CAPC. Pour son premier projet d’envergure en France, l’artiste britannique Samara Scott investit la nef du musée d’art contemporain de Bordeaux avec son monumental « collage alchimique » baptisé The Doldrums.

The Doldrums. Avec ce titre énigmatique, Samara Scott convoque le lexique maritime. Employé par les navigateurs, le terme se traduit par zone de convergence intertropicale (ZCIT) ou plus familièrement par « Pot au noir ». Emprisonnés dans cette ceinture équatoriale à la météorologie extrêmement variable, les voiliers des temps anciens s’y retrouvaient englués pendant plusieurs heures voire plusieurs semaines au point que l’équipage devait faire face à moult infortunes : propagation des maladies, apparition du scorbut, animaux qui devenaient fous ou mettaient en péril les réserves d’eau douce. Au sens figuré, l’expression s’apparente au marasme, à l’apathie, au découragement et à la sensation de se trouver empêtré dans une situation inextricable.

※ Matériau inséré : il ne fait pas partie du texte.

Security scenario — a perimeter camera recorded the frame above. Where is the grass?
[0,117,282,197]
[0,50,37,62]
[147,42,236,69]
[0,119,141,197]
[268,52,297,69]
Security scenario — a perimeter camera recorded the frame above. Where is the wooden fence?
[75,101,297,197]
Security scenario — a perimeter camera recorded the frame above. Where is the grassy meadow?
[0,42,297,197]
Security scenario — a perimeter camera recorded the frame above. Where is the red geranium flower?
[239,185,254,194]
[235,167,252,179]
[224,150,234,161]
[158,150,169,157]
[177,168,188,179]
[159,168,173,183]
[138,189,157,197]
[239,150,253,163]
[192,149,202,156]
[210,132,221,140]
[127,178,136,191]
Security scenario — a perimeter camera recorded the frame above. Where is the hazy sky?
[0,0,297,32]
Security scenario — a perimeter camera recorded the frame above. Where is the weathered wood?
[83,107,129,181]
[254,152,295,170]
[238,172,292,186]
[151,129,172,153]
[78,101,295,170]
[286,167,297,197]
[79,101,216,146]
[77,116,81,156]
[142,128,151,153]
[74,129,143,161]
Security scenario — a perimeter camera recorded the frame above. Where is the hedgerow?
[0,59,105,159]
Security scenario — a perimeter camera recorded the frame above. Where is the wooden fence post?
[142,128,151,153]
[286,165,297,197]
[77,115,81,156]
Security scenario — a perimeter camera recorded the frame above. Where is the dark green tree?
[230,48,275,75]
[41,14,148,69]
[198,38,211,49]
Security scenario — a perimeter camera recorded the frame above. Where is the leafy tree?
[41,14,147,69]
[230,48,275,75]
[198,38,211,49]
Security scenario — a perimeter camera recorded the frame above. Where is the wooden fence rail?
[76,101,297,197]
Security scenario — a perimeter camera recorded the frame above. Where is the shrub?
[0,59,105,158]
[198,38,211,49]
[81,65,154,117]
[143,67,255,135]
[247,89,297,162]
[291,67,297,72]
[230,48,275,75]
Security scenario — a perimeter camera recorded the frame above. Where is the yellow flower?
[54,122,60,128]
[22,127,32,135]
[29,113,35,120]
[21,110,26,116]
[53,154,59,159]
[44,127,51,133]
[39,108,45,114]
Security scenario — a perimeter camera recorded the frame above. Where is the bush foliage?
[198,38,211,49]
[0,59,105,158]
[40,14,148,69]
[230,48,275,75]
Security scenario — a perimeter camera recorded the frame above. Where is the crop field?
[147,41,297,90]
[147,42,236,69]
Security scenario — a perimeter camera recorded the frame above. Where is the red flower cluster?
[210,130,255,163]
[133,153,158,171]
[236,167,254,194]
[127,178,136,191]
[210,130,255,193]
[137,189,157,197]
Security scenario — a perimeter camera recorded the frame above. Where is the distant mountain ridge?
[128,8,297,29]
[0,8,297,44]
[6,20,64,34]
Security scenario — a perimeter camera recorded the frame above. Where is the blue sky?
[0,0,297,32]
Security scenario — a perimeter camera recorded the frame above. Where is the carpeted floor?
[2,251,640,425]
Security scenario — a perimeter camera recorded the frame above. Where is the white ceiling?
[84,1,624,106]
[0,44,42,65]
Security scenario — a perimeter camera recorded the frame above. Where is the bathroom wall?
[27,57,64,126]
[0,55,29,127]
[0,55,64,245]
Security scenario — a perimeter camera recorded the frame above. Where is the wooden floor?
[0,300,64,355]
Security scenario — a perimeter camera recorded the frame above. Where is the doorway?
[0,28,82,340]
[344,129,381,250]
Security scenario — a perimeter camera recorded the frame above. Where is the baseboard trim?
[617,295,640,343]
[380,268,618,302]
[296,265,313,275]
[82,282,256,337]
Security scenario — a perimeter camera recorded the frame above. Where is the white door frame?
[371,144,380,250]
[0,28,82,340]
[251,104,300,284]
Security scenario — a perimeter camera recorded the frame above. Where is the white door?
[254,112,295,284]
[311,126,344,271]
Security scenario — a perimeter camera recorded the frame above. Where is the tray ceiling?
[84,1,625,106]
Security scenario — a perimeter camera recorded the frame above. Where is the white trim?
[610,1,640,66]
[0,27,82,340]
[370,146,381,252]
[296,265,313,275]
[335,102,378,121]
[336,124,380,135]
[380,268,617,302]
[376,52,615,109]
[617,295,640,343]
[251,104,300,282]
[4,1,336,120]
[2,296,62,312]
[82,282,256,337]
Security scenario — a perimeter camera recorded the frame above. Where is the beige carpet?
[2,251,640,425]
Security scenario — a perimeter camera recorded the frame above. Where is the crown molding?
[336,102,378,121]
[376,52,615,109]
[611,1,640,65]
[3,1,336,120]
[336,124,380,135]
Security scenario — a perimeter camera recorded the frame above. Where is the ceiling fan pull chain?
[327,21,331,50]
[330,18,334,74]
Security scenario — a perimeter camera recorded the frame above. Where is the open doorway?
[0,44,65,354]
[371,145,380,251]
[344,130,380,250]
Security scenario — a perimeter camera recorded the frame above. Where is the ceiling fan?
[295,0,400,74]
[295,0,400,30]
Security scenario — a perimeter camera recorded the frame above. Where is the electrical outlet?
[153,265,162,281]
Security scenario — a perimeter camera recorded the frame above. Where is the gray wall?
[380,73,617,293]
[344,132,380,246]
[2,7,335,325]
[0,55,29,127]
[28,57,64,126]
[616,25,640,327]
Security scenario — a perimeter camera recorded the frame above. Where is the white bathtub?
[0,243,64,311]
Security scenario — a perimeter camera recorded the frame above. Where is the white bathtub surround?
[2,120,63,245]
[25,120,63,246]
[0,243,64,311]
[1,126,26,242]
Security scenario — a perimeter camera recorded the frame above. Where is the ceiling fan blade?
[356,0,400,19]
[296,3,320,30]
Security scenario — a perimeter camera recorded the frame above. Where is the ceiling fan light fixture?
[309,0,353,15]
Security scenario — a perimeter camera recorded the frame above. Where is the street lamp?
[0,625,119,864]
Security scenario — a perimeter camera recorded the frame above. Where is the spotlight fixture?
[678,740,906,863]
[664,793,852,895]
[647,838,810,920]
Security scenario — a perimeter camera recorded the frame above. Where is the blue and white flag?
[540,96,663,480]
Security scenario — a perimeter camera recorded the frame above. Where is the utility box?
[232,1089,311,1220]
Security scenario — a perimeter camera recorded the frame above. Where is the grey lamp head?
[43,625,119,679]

Initialement programmée en avril et reportée en septembre en raison de la pandémie, la proposition de l’artiste, née en 1985 à Londres, s’imprègne des obstacles contextuels auxquels elle a dû faire face pour mener à bien son intervention bordelaise. Laquelle prolonge ses ramifications dans les eaux troubles d’un monde contemporain immobilisé par ses propres enjeux, d’ordre écologique notamment.

Cet indice se convoque ici à la faveur des matériaux utilisés par Samara Scott : bâches, égouttoir, vaisselle, papier hygiénique, gobelet, seau, grille de fer, plaque de polystyrène, pailles, cigarettes, crèmes, adoucissants, objets en plastique, déchets organiques et chimiques de toutes sortes… Collectés à Bordeaux, ces déchets issus de la grande distribution ont été méticuleusement agencés par cette diplômée du Royal College of Art de Londres suivant leurs couleurs et leurs formes sur une membrane transparente.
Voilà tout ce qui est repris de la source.